Il criminologo ha spiegato le ragioni della difesa nell'udienza del processo davanti la Corte d'Assise d'Appello di Roma. In aula erano presenti quattro dei cinque imputati: il maresciallo Franco Mottola, ex comandante della caserma di Arce, il figlio Marco e i carabinieri Francesco Suprano e Vincenzo Quatrale. Assente la moglie del maresciallo, Annamaria Mottola. Tutti sono stati assolti in primo grado.
"C'è una disparità evidente tra l'altezza di Serena e la frattura nella porta – ha dichiarato Lavorino – La dottoressa Cattaneo del Labanof di Milano dice che la frattura sulla porta è all'altezza di 1,54 da terra e che ciò coincide con l'altezza approssimativa di Serena che sarebbe stata sbattuta contro la porta. Noi diciamo che non è possibile, che non può essere vero che una ragazza come Serena alta 1.55, anche se spinta, possa aver procurato una frattura, rimanendo peraltro ferita sull'arcata sopraccigliare che è più in basso, nella porta a un'altezza di 1,54".

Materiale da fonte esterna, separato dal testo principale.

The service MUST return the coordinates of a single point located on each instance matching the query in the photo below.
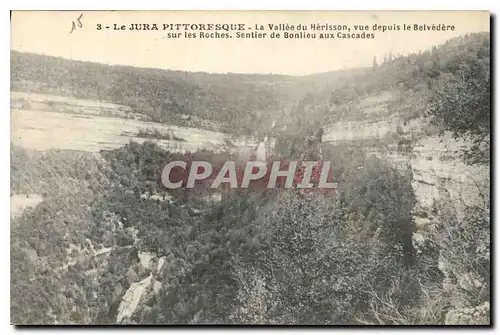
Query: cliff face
(439, 172)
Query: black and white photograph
(250, 168)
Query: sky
(48, 32)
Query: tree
(462, 106)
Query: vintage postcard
(250, 167)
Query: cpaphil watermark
(305, 175)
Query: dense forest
(253, 257)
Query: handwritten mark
(79, 23)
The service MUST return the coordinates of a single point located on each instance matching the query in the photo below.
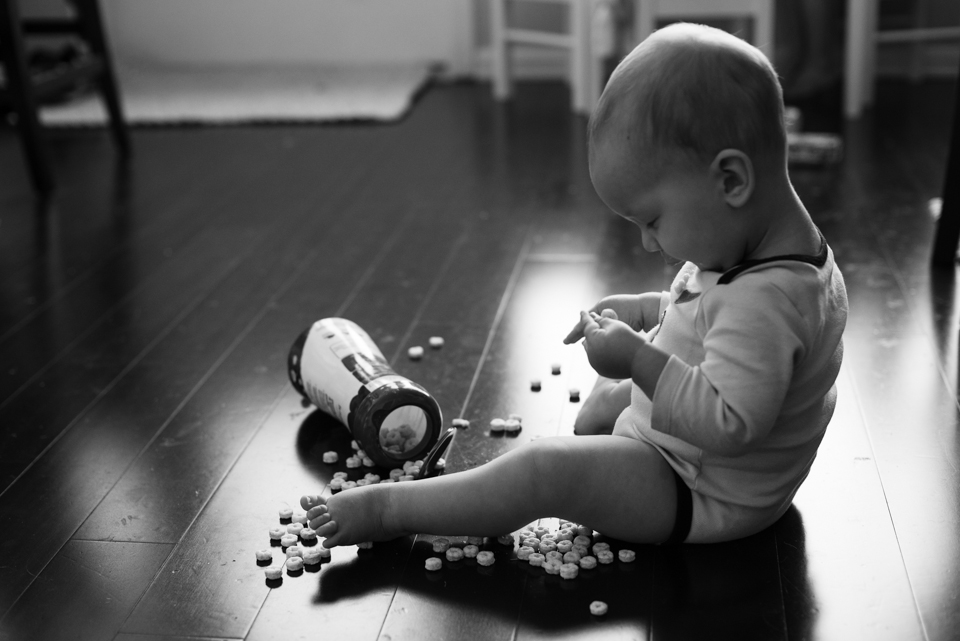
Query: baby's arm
(603, 406)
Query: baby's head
(692, 102)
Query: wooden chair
(649, 12)
(24, 92)
(862, 40)
(583, 70)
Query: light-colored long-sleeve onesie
(749, 389)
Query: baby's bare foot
(348, 517)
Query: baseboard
(938, 60)
(527, 63)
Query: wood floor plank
(67, 258)
(96, 364)
(842, 571)
(908, 398)
(90, 592)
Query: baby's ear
(733, 172)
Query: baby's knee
(551, 464)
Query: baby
(718, 392)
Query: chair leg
(92, 25)
(499, 48)
(20, 89)
(948, 227)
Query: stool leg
(500, 63)
(20, 89)
(92, 24)
(580, 21)
(764, 32)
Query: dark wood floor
(148, 433)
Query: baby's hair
(695, 90)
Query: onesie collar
(819, 260)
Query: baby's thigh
(619, 486)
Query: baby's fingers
(318, 516)
(589, 321)
(326, 531)
(310, 500)
(575, 334)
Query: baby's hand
(622, 306)
(610, 344)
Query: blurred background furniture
(588, 40)
(863, 37)
(948, 225)
(24, 90)
(648, 12)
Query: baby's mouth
(668, 259)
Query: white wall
(292, 31)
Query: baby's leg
(600, 410)
(617, 485)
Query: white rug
(232, 95)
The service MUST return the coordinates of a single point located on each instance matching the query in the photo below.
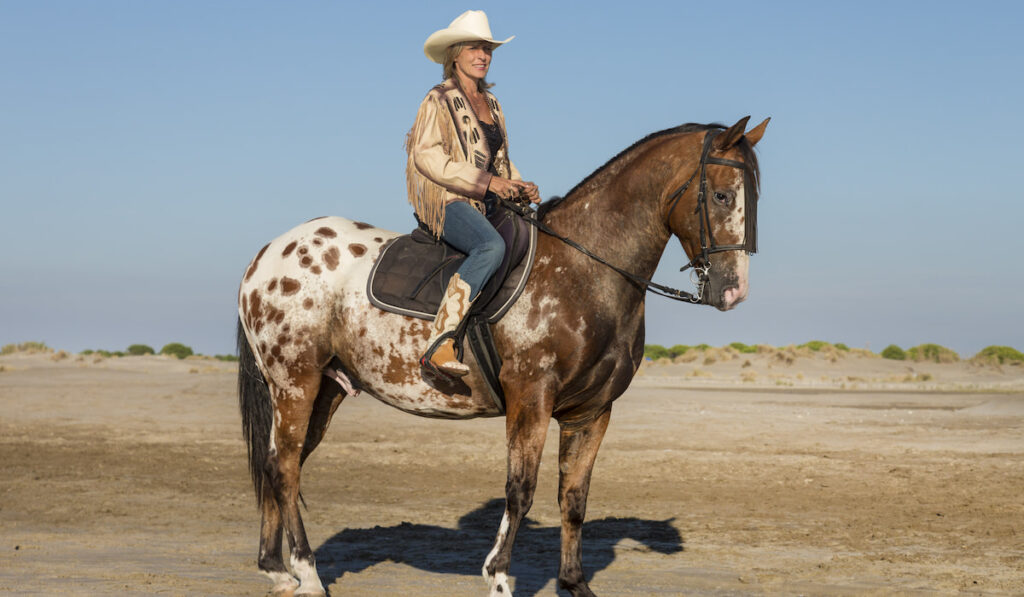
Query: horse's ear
(731, 135)
(754, 135)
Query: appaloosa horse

Secondo la difesa, inoltre, il brigadiere Santino Tuzi – morto suicida nel 2008 – non avrebbe mai visto Serena entrare nella caserma quel giorno. "l cuore pulsante della sentenza è la certezza che Tuzi abbia visto entrare in caserma Serena", ha dichiarato Lavorino, aggiungendo che "Serena non è mai entrata in caserma". "Perché "Tuzi tace per 7 anni?". E ancora: "Tuzi è in caserma quando Guglielmo Mollicone va a denunciare la scomparsa di Serena, verso le 22.30 del 1 giugno, perché non gli dice di aver visto Serena la mattina?".